At the time, it was still seen as customary by many for the mayoralty to be awarded to the most senior councillor. That person was councillor John Tippett Smith and when accusations came up that Widdowson had jumped the queue, Widdowson was adamant that he had only acceded to the requisition after Smith had decided to stand aside. Smith, however, stated that he had decided to stand after having received his own requisition. His supporters had asked him to see who else would stand before announcing his own candidacy. Nobody had asked him on behalf of Widdowson whether he intended to stand before Widdowson's nomination was announced. Smith then decided not to put his name forward as a three-person contest would have favoured Cooper and his main objective was for Cooper not to be re-elected.

==Candidates==
Both candidates were young solicitors with little prior public service. Their early Christchurch careers had many parallels, with them attending the same school and being admitted to the bar within three days of one another.

===Beswick===
Harry Joseph Beswick (born 1860) was born in nearby Kaiapoi. His father was active in local political affairs and had been a member of parliament for the Kaiapoi electorate in the 1860s. Beswick received his schooling in Christchurch at Christ's College (1873–79) and was admitted to the bar on 14 September 1883. Beswick was a bachelor and known for his sporting successes.

===Widdowson===
Howell Young Widdowson (born 1859) was also educated at Christ's College (1873–77). He was admitted to the bar on 11 September 1883. Widdowson married in April 1885 at Trinity Congregational Church in Christchurch.

==Results==
The election was held on Wednesday, 27 November 1885, from 9 am to 6 pm, with Henry Thomson acting as returning officer. To many people, it was an important issue that Widdowson was a tee-totaller as prohibition was heavily lobbied for, especially by women. At 7:05 pm, the returning officer released the results and declared Beswick elected. The turnout was the highest that had ever been recorded in Christchurch, with the previous high set the previous year, exceeded by either more than 100 or 200 votes (sources differ). It was noted that Beswick was the first bachelor ever elected as Christchurch mayor.

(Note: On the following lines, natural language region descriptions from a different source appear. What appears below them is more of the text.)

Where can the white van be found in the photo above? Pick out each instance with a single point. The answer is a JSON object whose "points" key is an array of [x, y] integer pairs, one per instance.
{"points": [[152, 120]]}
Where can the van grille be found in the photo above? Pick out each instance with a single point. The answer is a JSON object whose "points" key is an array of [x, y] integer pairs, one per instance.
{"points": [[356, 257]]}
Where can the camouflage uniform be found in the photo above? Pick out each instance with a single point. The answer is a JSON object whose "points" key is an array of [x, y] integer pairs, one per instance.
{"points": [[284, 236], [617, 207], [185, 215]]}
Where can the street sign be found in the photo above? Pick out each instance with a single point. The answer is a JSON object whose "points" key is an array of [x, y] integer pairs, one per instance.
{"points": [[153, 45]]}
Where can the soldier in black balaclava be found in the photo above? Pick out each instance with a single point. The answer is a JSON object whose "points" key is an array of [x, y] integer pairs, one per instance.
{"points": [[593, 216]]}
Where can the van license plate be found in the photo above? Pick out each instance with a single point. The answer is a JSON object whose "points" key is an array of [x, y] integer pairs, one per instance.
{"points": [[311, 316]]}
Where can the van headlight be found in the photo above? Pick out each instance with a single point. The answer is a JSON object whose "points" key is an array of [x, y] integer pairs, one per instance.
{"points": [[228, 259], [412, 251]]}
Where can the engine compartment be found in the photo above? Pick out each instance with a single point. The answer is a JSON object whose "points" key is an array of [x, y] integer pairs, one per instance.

1895 Christchurch mayoral election
| Party |  | Candidate | Votes | % | ±% |
|---|---|---|---|---|---|
|  | Independent | Harry Beswick | 844 | 59.86 |  |
|  | Independent | Howell Widdowson | 566 | 40.14 |  |
| Majority |  |  | 278 | 19.72 |  |
| Informal votes |  |  | 6 | 0.42 |  |
| Turnout |  |  | 1,416 |  |  |
| Registered electors |  |  | 2,340 |  |  |

Beswick was installed as mayor on 18 December 1895.

In October 1896, Mayor Beswick decided to stand for Parliament in the three-member City of Christchurch electorate. He was eventually backed by the National Conservative Association. Beswick did not stand for re-election as mayor, but a contest was held by former mayor Cooper and senior councillor John Tippett Smith.